Ativista e escritora, Dorcey iluminou a sexualidade LGBTQIA+ num país antes marcado pela repressão
Em 22 de maio, celebramos uma década desde o referendo histórico que legalizou o casamento entre pessoas do mesmo sexo na Irlanda, um marco que transformou o país de um bastião conservador para uma nação mais acolhedora e plural. Essa revolução social não teria sido possível sem vozes corajosas como a da poeta e ativista queer Mary Dorcey, uma das figuras mais influentes da literatura LGBTQIA+ irlandesa.
Mary Dorcey iniciou sua militância nos anos 1970, após retornar à Irlanda, onde encontrou um ambiente marcado pelo silêncio e pela repressão. Em um país onde palavras como “homossexual” e “gay” sequer eram mencionadas, Dorcey decidiu romper esse muro de invisibilidade. Ela foi cofundadora de grupos ativistas, como o Sexual Liberation Movement na Trinity College Dublin, e se tornou uma voz indispensável na luta por direitos e reconhecimento.

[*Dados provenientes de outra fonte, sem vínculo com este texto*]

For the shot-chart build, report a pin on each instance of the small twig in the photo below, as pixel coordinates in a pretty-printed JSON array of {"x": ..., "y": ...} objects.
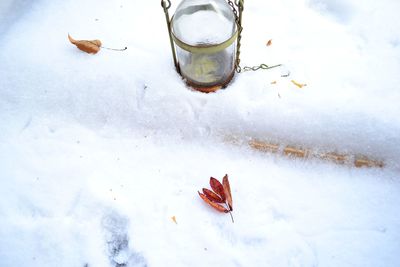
[
  {"x": 115, "y": 49},
  {"x": 230, "y": 213}
]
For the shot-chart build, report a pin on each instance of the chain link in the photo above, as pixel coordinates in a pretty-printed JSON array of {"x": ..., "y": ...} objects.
[{"x": 237, "y": 8}]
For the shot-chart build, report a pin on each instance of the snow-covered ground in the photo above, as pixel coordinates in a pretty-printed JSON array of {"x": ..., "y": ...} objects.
[{"x": 98, "y": 152}]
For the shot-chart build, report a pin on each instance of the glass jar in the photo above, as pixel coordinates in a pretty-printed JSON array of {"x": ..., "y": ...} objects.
[{"x": 204, "y": 32}]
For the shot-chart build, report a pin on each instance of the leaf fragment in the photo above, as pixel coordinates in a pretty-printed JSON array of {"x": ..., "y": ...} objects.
[
  {"x": 217, "y": 188},
  {"x": 88, "y": 46},
  {"x": 212, "y": 196},
  {"x": 213, "y": 204},
  {"x": 300, "y": 85},
  {"x": 227, "y": 191}
]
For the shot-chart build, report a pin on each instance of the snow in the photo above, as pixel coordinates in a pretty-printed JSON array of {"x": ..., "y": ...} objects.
[{"x": 98, "y": 152}]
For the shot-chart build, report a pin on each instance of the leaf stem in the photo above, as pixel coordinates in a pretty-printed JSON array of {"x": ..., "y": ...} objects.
[
  {"x": 230, "y": 212},
  {"x": 115, "y": 49}
]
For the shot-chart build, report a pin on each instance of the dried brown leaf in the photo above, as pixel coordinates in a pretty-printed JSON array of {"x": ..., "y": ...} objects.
[
  {"x": 88, "y": 46},
  {"x": 213, "y": 204},
  {"x": 217, "y": 188},
  {"x": 227, "y": 191},
  {"x": 300, "y": 85},
  {"x": 212, "y": 196}
]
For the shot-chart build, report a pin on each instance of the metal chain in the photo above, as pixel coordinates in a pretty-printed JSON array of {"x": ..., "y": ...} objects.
[
  {"x": 166, "y": 4},
  {"x": 237, "y": 8}
]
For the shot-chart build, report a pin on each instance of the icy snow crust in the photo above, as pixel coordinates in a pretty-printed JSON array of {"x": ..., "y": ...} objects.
[{"x": 97, "y": 153}]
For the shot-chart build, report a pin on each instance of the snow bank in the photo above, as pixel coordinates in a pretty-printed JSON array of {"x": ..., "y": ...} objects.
[{"x": 99, "y": 152}]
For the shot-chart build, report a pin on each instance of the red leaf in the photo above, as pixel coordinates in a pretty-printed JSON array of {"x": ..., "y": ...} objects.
[
  {"x": 213, "y": 204},
  {"x": 212, "y": 196},
  {"x": 217, "y": 187},
  {"x": 227, "y": 191}
]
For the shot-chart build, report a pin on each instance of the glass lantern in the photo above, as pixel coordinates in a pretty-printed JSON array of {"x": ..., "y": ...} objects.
[{"x": 203, "y": 35}]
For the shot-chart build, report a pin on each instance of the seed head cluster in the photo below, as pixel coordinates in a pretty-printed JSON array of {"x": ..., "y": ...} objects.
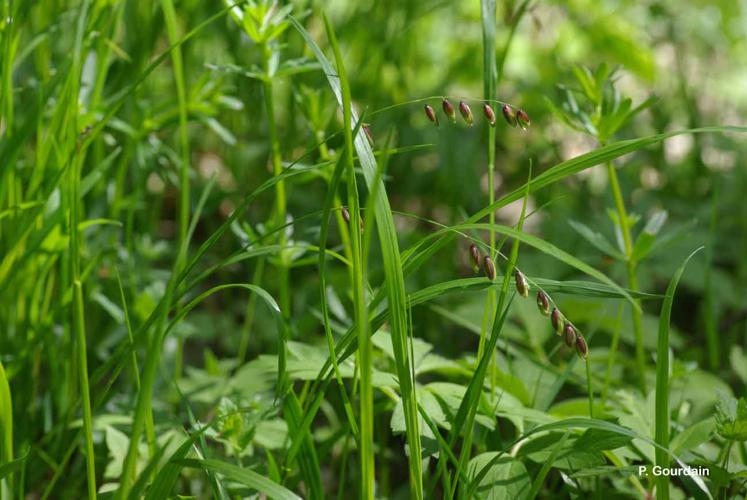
[
  {"x": 562, "y": 327},
  {"x": 513, "y": 116}
]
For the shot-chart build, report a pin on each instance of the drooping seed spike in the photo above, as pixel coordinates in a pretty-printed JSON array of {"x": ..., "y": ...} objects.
[
  {"x": 489, "y": 114},
  {"x": 466, "y": 113},
  {"x": 474, "y": 253},
  {"x": 569, "y": 333},
  {"x": 521, "y": 283},
  {"x": 489, "y": 268},
  {"x": 557, "y": 321},
  {"x": 543, "y": 303},
  {"x": 369, "y": 135},
  {"x": 449, "y": 110},
  {"x": 431, "y": 114},
  {"x": 581, "y": 348},
  {"x": 522, "y": 118},
  {"x": 509, "y": 115}
]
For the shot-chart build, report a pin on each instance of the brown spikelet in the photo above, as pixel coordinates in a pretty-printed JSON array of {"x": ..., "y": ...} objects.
[
  {"x": 521, "y": 283},
  {"x": 569, "y": 333},
  {"x": 431, "y": 114},
  {"x": 466, "y": 113},
  {"x": 489, "y": 268},
  {"x": 474, "y": 254},
  {"x": 522, "y": 118},
  {"x": 543, "y": 302},
  {"x": 557, "y": 321},
  {"x": 489, "y": 114},
  {"x": 509, "y": 115},
  {"x": 449, "y": 110},
  {"x": 581, "y": 348}
]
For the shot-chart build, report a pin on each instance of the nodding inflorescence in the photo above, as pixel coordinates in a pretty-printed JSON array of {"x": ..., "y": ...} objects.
[
  {"x": 562, "y": 327},
  {"x": 509, "y": 115},
  {"x": 489, "y": 114},
  {"x": 569, "y": 335},
  {"x": 449, "y": 110},
  {"x": 521, "y": 283},
  {"x": 431, "y": 114},
  {"x": 489, "y": 268},
  {"x": 466, "y": 113},
  {"x": 543, "y": 303},
  {"x": 523, "y": 119},
  {"x": 474, "y": 254}
]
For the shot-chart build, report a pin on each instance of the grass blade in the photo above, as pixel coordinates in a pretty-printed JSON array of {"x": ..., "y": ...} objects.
[{"x": 661, "y": 424}]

Quebrando tabus com poesia e ativismo
Um dos momentos mais emblemáticos de sua militância ocorreu durante a conferência Women’s Week na University College Dublin, quando Dorcey substituiu uma palestrante ausente e declarou, para choque da plateia, a frase “se o feminismo é a teoria, o lesbianismo é a prática”. A afirmação causou rebuliço e uma manchete polêmica no Irish Times no dia seguinte, mas ela não se desculpou. Para Dorcey, a beleza e a verdade da comunidade queer mereciam ser vistas e ouvidas, custasse o que custasse.
Seu primeiro livro de poemas, Kindling (1982), expressa com ousadia imagens homossexuais, dando voz a desejos antes silenciados. Poemas como “Night” revelam uma intimidade vibrante e profunda, desafiando a invisibilidade que cercava a sexualidade queer na Irlanda. Mesmo dentro da comunidade, seu estilo direto causava desconforto, mas Dorcey sempre acreditou no poder da literatura para despertar consciência política e social.

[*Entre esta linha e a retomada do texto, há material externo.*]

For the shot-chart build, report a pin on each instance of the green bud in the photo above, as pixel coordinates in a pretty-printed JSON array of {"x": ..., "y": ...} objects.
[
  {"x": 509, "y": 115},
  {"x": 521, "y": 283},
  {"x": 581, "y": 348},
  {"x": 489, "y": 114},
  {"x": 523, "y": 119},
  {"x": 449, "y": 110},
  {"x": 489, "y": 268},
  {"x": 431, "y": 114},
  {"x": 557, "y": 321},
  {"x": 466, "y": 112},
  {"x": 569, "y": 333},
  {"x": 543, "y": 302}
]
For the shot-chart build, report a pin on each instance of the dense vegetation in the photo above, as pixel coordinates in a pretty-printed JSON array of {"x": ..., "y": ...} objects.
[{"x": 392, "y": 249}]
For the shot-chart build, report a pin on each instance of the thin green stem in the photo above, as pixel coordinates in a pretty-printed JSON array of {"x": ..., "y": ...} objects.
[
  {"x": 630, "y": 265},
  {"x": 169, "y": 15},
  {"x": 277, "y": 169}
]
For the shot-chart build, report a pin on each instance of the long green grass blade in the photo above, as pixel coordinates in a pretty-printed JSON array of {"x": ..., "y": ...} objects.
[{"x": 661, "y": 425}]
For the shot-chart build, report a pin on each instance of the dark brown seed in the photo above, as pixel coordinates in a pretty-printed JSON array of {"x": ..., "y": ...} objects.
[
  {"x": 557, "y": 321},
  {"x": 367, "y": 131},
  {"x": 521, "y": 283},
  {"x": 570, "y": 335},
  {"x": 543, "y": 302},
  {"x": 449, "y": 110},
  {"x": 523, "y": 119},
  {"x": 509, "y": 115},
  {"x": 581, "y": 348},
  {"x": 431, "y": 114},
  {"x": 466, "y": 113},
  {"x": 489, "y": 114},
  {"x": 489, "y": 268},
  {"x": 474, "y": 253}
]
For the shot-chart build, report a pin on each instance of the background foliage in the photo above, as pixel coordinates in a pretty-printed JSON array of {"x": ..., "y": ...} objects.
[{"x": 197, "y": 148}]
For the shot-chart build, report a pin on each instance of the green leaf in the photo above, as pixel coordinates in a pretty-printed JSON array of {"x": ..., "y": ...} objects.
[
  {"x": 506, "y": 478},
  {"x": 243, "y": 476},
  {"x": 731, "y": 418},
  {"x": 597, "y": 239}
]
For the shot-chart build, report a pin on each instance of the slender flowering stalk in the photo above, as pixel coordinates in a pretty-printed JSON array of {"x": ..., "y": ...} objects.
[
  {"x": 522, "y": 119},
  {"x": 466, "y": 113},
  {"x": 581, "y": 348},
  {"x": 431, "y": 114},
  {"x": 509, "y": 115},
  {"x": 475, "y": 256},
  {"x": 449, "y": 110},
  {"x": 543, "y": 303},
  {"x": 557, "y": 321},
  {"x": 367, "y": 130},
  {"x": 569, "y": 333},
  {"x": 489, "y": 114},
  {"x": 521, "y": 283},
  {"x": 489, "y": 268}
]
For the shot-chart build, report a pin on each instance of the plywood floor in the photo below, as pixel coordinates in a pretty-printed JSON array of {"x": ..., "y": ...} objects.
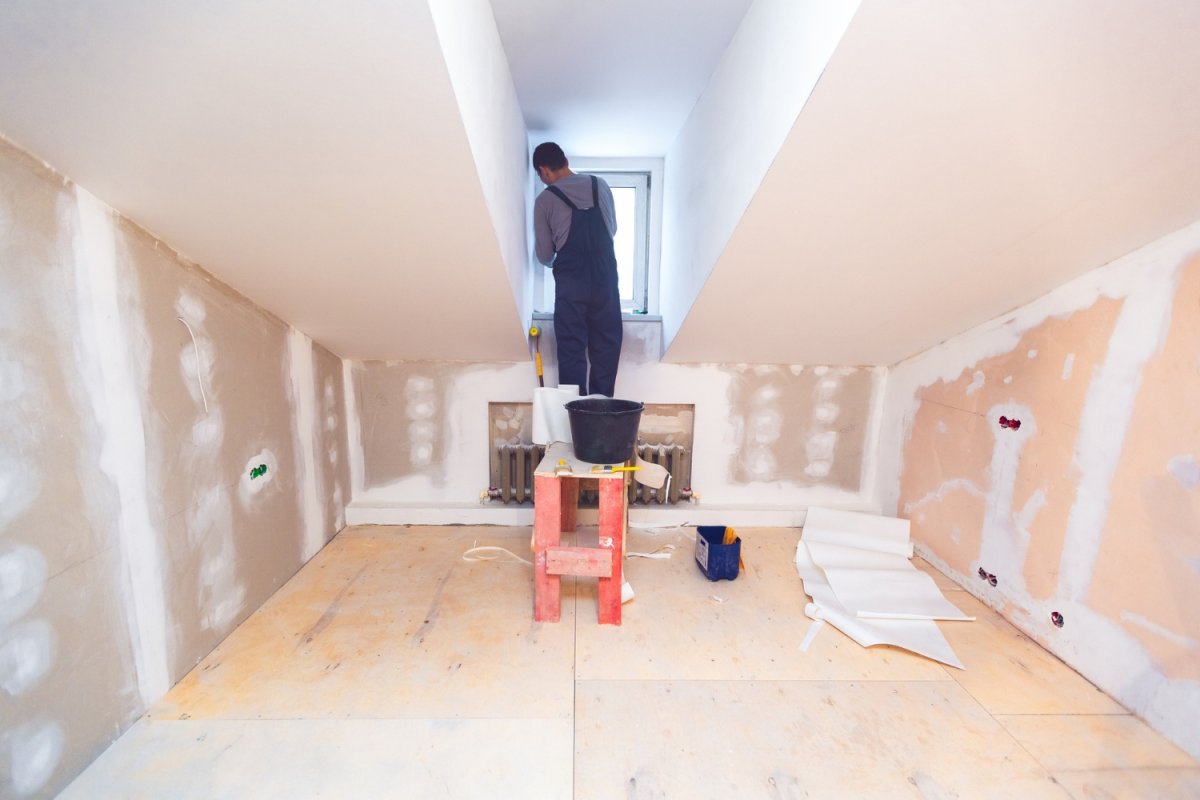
[{"x": 390, "y": 667}]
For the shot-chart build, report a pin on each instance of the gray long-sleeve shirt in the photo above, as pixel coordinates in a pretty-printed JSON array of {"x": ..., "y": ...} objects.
[{"x": 552, "y": 217}]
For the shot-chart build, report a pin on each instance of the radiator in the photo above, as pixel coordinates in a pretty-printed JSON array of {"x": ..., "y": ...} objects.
[{"x": 513, "y": 479}]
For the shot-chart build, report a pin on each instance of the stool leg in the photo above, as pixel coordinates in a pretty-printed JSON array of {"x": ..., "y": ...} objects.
[
  {"x": 613, "y": 507},
  {"x": 570, "y": 500},
  {"x": 547, "y": 516}
]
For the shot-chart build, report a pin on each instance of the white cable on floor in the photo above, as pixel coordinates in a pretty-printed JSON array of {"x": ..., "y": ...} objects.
[
  {"x": 497, "y": 554},
  {"x": 661, "y": 553},
  {"x": 197, "y": 348}
]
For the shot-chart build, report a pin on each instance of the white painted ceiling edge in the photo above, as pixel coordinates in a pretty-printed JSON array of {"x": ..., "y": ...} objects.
[
  {"x": 729, "y": 143},
  {"x": 312, "y": 156},
  {"x": 355, "y": 169},
  {"x": 615, "y": 78},
  {"x": 958, "y": 160}
]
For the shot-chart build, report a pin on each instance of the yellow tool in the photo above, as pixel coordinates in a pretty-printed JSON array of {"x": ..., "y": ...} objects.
[
  {"x": 730, "y": 537},
  {"x": 534, "y": 332}
]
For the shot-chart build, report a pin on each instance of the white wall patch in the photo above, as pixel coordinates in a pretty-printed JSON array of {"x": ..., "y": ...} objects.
[
  {"x": 1068, "y": 366},
  {"x": 1186, "y": 470},
  {"x": 34, "y": 752},
  {"x": 27, "y": 654},
  {"x": 22, "y": 576},
  {"x": 113, "y": 376}
]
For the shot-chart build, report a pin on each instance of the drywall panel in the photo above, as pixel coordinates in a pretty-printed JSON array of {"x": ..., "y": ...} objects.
[
  {"x": 312, "y": 156},
  {"x": 731, "y": 137},
  {"x": 777, "y": 437},
  {"x": 331, "y": 457},
  {"x": 151, "y": 469},
  {"x": 67, "y": 667},
  {"x": 1056, "y": 449}
]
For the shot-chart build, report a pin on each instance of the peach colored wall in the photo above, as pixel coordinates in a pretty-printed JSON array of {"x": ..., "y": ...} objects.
[
  {"x": 1091, "y": 507},
  {"x": 132, "y": 539},
  {"x": 769, "y": 439}
]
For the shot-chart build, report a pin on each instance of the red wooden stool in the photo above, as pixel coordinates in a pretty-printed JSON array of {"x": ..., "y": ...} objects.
[{"x": 555, "y": 500}]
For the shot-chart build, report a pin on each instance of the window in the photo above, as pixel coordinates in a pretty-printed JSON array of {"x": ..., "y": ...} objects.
[
  {"x": 639, "y": 214},
  {"x": 631, "y": 203}
]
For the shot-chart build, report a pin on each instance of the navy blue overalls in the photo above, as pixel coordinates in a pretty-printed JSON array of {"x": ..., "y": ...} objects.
[{"x": 587, "y": 301}]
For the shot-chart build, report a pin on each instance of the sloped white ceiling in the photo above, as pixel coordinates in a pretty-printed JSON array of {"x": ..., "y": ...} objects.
[
  {"x": 955, "y": 161},
  {"x": 613, "y": 78},
  {"x": 311, "y": 155}
]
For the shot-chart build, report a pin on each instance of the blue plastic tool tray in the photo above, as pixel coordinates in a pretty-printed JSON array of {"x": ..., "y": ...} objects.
[{"x": 717, "y": 560}]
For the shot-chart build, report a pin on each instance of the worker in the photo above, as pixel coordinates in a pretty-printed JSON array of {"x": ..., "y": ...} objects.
[{"x": 574, "y": 223}]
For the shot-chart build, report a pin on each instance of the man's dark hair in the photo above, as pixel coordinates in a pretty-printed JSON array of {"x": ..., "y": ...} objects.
[{"x": 549, "y": 155}]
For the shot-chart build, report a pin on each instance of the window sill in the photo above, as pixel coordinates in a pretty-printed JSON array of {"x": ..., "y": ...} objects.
[{"x": 549, "y": 316}]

Literatura que libertou desejos e abriu caminhos
Em 1989, Dorcey lançou sua coleção de contos A Noise from the Woodshed, que veio logo após uma decisão histórica do Tribunal Europeu de Direitos Humanos que obrigou a Irlanda a descriminalizar a homossexualidade masculina. Embora o lesbianismo nunca tenha sido explicitamente criminalizado no país, os contos de Dorcey foram pioneiros ao retratar mulheres lésbicas autônomas, que vivem seus desejos sem medo.
Esse trabalho recebeu o prêmio Rooney de Literatura Irlandesa e consolidou Dorcey como uma voz essencial para a literatura queer. Seus textos abordam a tensão entre o tradicional e o emergente, revelando as possibilidades de uma vida queer em meio a um contexto cultural ainda em transformação.
Bisexualidade e amor além das normas
O romance Biography of Desire (1997) é outro marco da autora, explorando de forma inédita a bissexualidade na literatura irlandesa. A história acompanha Katherine, que deixa o casamento para viver um relacionamento intenso com Nina, enfrentando medos reais sobre a guarda dos filhos devido ao preconceito legal e social. O livro antecipa debates que viriam a tona no referendo de 2015, ao mesmo tempo em que celebra a fluidez do amor e dos desejos.
Dorcey defende uma visão inclusiva e libertadora: “Devíamos ser todos bissexuais… Homens aprenderiam a se entregar aos prazeres… e mulheres aprenderiam a se satisfazer, em vez de esperar passivamente.” Seu compromisso é com a universalidade do amor humano, convidando o leitor a transcender rótulos e abraçar a diversidade do desejo.
Legado e influência para gerações LGBTQIA+
Hoje, Mary Dorcey continua ativa na literatura e reconhecida como membro da prestigiada Aosdána, organização de artistas da Irlanda. Sua obra mais recente, Life Holds its Breath (2022), reflete sobre sua trajetória e legado, encerrando com o poema “Banshee”, que declara: “Somos as mulheres sobre as quais nossas mães nos alertaram.”
Mary Dorcey é um farol que ilumina a luta e a beleza da identidade queer, inspirando gerações a romperem o silêncio e celebrarem o amor em todas as suas formas. Sua poesia e ativismo são um convite vibrante para que a comunidade LGBTQIA+ do Brasil e do mundo se reconheça na potência de sua própria voz.